Barefoot in the Head, by Brian Aldiss. The story of the aftermath of a war fought with psychedelic aerosols.
A Clockwork Orange.
“See, kids: why take drugs when you can just read these crazy books?” So no chocolate? No tea? No coffee? No aspirin? You don’t take any of these?
One of my favorite trippiest books is Filth by Irvine Welsh.
You’re never really sure who’s who BEFORE the guy’s tapeworm covers the text, visually, then slowly takes over the narrative and explains what the heck’s going on. Check it out, and I’ll get me a new copy! ^_^
OH! And of course The Illuminatus! Trilogy. That shit is a trip! …and a little bit of hard work. *_*
I would say The New Life by Orhan Pamuk. The protagonist starts reading a book that takes his life to an unexpected turn.

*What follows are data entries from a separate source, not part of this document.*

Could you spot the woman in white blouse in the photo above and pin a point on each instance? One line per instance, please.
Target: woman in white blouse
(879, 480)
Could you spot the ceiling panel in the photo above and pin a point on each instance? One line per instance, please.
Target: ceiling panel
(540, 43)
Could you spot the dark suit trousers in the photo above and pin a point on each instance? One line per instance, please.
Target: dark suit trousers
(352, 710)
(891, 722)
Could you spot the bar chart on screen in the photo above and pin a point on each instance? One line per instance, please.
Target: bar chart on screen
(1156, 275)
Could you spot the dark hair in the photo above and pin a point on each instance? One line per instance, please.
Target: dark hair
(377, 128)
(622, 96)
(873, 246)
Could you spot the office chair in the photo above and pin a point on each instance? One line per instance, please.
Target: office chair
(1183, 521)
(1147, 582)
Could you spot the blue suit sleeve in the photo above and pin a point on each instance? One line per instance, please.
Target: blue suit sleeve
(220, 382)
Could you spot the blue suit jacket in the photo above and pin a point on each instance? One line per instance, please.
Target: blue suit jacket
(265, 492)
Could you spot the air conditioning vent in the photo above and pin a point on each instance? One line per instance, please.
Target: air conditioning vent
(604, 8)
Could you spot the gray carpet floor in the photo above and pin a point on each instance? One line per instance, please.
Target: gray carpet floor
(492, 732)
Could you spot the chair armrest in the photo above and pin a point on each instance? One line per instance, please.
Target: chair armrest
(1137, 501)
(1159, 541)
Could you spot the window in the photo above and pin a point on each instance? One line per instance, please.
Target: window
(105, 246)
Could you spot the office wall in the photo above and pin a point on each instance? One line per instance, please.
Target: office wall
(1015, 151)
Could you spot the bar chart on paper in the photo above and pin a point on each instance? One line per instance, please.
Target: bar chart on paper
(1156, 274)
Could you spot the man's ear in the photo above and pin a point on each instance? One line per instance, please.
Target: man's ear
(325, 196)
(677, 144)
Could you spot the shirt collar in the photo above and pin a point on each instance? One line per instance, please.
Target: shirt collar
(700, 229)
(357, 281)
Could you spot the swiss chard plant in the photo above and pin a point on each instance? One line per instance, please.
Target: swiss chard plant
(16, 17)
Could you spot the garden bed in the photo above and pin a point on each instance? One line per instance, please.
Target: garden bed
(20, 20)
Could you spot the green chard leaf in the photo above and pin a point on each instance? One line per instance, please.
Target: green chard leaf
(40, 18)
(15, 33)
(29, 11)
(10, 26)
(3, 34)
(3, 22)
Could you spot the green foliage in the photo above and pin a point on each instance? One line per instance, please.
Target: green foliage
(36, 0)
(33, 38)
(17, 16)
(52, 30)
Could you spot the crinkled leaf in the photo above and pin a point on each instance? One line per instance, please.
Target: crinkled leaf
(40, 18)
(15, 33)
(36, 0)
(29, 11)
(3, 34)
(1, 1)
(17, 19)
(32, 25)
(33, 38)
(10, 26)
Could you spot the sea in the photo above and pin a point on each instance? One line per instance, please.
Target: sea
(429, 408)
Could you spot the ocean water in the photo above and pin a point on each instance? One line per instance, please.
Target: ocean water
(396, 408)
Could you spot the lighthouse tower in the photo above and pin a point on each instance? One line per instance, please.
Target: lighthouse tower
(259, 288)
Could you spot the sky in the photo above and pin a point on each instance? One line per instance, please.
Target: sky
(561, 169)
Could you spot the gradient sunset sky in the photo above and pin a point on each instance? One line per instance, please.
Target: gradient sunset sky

And after a point, that fictitious book becomes one with the actual book you are reading. (I wouldn’t want to spoil it so I wouldn’t explain it more clearly)
I’m with Andy… gotta add the Illuminatus Trilogy by Robert Shea and Robert Anton Wilson. Most of Wilson’s non-fiction is pretty trippy too.
Godel, Escher and Bach, by Douglas Hoffstader…
And also, Jitterbug Perfume, by Tom Robbins.